In the ease of Heaton v. Panhandle Smelting Co., 32 Ida. 146, 179 Pac. 510, this court said: “That the statute provided for two distinct grounds for attachment and the affi*61davit should cover but one of such grounds.” In the ease last above quoted the affidavit covered both grounds and for that reason, the affidavit being in the alternative, was held to be bad. In the instant case it is insisted that the affidavit is bad because it fails to state that there was no security other than that contained in the chattel mortgage which had not been exhausted. Even if this be required, we think the affidavit does clearly show it. In the ease last above cited it was held to be bad because it was impossible to ascertain therefrom whether security for the debt had been given or if given, had, without any act of the plaintiff or person to whom it was given, become valueless. In this ease it is clear that the security given had all been exhausted and that there was no other. The purpose of the legislature in providing for amendments to affidavits on attachment is not in harmony with the technical construction sought to be placed upon the language used in the amended affidavit under consideration. The intent of the legislature as expressed in the statute is therefore defeated by judicial construction.

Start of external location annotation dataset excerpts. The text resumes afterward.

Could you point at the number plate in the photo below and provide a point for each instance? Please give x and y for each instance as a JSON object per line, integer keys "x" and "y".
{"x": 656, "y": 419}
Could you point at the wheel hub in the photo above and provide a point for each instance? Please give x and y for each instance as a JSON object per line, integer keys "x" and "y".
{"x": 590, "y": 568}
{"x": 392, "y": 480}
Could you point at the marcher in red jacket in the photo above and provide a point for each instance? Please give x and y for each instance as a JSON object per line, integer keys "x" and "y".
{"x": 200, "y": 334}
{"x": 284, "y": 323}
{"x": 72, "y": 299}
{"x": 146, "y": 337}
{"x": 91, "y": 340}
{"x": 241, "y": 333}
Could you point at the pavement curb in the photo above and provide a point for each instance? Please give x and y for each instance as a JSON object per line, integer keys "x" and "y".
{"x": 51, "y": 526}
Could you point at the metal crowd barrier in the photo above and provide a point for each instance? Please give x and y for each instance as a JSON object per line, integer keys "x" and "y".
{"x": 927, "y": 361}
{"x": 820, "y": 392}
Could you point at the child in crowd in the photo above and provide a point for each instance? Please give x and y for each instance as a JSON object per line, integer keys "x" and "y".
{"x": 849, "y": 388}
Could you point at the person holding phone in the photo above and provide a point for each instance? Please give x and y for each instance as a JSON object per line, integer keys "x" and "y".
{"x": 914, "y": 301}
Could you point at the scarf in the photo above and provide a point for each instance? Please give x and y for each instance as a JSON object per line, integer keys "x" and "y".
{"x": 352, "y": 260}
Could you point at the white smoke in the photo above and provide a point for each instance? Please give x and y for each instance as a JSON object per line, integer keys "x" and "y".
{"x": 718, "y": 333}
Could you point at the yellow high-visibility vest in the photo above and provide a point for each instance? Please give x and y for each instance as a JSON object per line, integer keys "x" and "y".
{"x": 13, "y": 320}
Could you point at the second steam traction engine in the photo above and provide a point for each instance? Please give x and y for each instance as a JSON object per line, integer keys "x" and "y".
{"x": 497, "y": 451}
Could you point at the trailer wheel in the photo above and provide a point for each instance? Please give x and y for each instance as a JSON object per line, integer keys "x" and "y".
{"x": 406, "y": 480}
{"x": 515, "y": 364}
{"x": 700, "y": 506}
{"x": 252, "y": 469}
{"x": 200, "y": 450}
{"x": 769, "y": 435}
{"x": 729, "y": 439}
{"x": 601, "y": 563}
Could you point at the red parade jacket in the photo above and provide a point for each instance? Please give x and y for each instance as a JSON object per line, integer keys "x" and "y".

The order of the trial court denying the motion to quash the writ of attachment is affirmed. Costs awarded to respondent.

McCarthy and Lee, JJ., concur. DUNN, J.

"While I adhere to the views expressed on the first rehearing, my inclination is to hold, regardless of the sufficiency of the affidavit, that respondent, having taken security for the debt due it and having had the benefit of such security, is not entitled to attach. The clear intent of the legislature, in my opinion, was, in the first instance, to' deny the right of attachment to a plaintiff who had taken security for a debt due him, but to make an exception in favor of a plaintiff when his security had become valueless without his act or that of the person to whom the security was given. There are many ways in which security might become valueless, some of which are suggested in the opinion of Chief Justice Rice, such as physical destruction of the *62property, removal from jurisdiction of the court, etc. It was to protect the plaintiff against such misfortunes as these and many others that might occur to his security without his act or that of the person to whom the security was given that the law made the exception mentioned, entitling him to attach after he had taken security for his debt. To hold that one who has had security and has realized on it by the sale of the debtor’s property comes within the expression that his “security has become valueless” is to place a construction upon such language wholly unwarranted, it seems to me. No such understanding can be had if we confine ourselves to the ordinary meaning of the words used in subdivision 1 of section 6780.